Der Fall des in Berlin mutmaßlich entführten Vietnamesen Trịnh Xuân Thanh beschäftigt die Bundesregierung: Ein vietnamesischer Geheimdienstoffizier, der in Singapur festgenommen wurde, hat seine Ausreise nach Deutschland beantragt. Der 42-jährige Phan Văn Anh Vũ könne den deutschen Behörden "wertvolle Informationen über die Entführung" von Thanh geben, hieß es in einem Schreiben eines Frankfurter Anwaltsbüros an die deutsche Botschaft in Singapur.

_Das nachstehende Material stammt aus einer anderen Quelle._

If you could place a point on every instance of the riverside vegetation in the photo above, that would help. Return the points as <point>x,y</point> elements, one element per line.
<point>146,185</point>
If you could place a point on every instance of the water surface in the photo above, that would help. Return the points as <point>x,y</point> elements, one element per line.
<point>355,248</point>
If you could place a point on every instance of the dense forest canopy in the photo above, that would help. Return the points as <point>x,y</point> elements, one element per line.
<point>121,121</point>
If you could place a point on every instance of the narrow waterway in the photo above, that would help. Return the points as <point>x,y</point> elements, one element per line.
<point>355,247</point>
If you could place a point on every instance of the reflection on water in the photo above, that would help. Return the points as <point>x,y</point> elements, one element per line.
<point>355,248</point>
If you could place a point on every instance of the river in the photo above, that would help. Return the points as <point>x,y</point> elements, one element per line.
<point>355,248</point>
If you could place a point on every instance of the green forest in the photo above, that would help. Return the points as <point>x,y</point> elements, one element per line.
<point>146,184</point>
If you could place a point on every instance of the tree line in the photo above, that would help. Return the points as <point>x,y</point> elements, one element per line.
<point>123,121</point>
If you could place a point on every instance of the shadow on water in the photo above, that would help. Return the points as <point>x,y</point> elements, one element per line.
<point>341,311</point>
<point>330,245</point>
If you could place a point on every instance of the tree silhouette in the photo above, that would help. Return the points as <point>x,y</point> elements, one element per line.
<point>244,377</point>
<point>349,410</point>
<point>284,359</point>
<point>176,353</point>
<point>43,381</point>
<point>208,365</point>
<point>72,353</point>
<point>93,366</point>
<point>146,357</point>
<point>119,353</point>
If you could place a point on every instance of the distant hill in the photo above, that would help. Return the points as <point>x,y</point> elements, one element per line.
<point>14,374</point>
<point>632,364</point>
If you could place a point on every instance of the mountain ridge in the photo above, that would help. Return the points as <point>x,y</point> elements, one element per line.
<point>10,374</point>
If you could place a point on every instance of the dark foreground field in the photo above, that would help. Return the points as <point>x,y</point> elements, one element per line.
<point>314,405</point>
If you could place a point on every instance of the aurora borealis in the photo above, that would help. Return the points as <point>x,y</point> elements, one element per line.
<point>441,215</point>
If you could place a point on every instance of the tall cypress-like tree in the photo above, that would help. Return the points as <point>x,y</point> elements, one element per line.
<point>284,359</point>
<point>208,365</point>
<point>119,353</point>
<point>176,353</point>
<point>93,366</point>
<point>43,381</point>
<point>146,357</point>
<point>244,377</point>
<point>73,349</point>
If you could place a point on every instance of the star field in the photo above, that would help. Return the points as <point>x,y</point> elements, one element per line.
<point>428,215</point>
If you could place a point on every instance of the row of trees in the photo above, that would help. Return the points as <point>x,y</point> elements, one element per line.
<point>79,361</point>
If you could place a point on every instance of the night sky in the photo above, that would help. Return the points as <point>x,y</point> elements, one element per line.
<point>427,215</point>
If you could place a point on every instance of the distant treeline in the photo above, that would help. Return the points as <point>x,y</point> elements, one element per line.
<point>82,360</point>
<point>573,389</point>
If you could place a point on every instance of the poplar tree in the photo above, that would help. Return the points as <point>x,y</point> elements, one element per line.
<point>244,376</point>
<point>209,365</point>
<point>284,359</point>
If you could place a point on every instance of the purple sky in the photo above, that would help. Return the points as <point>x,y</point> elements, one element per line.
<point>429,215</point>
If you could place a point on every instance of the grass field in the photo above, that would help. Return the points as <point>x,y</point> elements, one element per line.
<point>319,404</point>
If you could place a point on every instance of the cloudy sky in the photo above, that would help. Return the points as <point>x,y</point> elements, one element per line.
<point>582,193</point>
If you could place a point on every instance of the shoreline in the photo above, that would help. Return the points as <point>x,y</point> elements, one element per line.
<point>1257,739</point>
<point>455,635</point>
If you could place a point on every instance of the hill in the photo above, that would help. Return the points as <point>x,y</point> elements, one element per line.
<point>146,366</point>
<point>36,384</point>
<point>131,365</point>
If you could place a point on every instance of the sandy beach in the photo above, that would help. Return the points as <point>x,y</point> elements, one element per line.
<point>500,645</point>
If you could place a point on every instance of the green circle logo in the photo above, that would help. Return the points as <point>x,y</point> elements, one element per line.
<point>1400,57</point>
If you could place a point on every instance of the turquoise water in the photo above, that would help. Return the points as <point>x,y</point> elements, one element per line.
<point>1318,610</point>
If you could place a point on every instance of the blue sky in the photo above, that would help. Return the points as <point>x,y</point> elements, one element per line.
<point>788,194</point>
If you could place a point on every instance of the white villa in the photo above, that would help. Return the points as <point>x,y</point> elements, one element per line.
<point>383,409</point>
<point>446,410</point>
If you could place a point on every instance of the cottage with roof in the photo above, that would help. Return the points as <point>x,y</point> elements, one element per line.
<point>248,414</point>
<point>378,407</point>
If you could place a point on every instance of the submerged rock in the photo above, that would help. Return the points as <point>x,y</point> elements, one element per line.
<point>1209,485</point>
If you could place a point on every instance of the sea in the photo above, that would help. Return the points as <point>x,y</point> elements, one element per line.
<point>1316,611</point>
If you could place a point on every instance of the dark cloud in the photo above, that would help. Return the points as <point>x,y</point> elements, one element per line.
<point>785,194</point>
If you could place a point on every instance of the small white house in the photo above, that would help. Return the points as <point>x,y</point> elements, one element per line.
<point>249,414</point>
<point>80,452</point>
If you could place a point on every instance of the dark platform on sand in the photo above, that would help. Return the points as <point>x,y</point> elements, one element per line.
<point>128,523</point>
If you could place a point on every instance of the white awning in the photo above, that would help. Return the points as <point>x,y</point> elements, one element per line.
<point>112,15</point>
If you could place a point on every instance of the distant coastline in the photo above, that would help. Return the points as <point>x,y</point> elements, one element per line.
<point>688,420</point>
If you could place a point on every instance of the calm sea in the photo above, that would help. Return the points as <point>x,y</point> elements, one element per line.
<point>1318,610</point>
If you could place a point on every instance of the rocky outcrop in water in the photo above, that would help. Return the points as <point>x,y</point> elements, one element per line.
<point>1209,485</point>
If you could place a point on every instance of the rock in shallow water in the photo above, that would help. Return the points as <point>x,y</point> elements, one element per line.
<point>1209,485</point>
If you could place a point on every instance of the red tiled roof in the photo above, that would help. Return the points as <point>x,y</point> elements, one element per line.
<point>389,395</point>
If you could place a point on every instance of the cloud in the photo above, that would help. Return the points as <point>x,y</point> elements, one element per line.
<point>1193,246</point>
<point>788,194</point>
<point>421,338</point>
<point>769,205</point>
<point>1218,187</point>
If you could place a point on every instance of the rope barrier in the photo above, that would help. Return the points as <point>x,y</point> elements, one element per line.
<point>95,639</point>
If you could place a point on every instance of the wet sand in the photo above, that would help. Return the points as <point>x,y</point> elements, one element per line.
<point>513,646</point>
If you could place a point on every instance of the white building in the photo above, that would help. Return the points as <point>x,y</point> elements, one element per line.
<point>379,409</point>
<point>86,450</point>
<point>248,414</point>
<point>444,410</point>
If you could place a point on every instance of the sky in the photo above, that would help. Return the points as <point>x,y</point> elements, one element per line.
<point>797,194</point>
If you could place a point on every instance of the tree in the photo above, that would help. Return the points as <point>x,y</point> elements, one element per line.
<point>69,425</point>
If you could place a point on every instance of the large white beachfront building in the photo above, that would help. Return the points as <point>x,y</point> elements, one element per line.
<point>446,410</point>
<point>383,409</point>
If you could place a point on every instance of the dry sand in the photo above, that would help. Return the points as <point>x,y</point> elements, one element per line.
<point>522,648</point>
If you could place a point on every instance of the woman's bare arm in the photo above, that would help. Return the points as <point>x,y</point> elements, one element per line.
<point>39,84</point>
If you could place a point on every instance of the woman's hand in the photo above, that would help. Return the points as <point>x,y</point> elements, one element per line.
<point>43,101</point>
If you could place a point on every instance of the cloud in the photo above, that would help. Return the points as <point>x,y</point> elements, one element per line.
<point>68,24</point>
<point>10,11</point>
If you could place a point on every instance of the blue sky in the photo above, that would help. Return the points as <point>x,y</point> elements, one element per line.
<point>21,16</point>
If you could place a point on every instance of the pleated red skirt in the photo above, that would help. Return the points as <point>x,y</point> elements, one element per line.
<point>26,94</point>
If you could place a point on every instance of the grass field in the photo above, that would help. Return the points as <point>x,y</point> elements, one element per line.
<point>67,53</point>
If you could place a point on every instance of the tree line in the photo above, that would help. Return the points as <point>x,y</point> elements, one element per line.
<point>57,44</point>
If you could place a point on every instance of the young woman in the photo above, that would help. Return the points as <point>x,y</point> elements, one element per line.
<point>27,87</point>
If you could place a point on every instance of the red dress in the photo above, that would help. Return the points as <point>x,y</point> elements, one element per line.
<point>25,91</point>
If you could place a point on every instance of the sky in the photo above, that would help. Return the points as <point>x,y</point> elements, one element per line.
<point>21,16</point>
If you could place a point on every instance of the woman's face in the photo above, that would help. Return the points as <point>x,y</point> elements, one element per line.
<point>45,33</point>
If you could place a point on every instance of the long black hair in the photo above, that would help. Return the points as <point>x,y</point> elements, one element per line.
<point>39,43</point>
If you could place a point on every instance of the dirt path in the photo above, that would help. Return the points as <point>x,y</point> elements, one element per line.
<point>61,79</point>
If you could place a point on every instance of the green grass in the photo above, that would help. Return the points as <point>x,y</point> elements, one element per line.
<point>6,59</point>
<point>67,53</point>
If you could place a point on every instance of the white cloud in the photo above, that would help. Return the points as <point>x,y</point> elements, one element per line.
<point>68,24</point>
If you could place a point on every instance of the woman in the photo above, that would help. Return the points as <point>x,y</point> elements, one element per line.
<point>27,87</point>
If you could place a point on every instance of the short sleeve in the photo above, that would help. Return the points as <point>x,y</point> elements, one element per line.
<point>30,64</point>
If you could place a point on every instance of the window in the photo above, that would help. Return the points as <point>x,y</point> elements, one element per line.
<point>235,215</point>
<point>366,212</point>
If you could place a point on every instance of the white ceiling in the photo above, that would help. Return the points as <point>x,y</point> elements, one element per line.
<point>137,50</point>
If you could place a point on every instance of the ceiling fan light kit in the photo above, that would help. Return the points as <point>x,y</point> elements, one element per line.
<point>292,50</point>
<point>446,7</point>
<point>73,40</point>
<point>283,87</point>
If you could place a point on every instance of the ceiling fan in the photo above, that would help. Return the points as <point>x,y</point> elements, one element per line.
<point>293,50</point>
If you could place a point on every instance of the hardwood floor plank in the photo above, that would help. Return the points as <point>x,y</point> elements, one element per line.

Dem Schreiben der Anwaltskanzlei zufolge ist ihr Mandant Vũ als Oberstleutnant der vietnamesischen Geheimpolizei für die Entführung von Tanh zuständig gewesen. Trịnh Xuân Thanh soll im vergangenen Juli vom vietnamesischen Geheimdienst in Berlin verschleppt worden sein. Er wurde nach Vietnam gebracht, wo ihm eine langjährige Haftstrafe oder sogar die Todesstrafe droht.  

Vũ wird wegen des Verrats von Staatsgeheimnissen in Vietnam gesucht, laut seinem Anwalt droht auch ihm dort die Todesstrafe. Er sei vergangene Woche in Singapur an der Grenze zu Malaysia festgenommen worden, sagten seine Anwälte.

In dem Schreiben wurde zudem die Erwartung geäußert, dass Bundesinnenminister Thomas de Maizière (CDU) die Aufnahme Vũs "zur Wahrung politischer Interessen der Bundesrepublik Deutschland erklären" werde. Laut dem Schreiben sollte am Dienstag ein Gespräch eines Kontaktmanns des Anwalts mit Beamten des Landeskriminalamts Berlin stattfinden. Dies wurde von offizieller Seite weder bestätigt noch dementiert.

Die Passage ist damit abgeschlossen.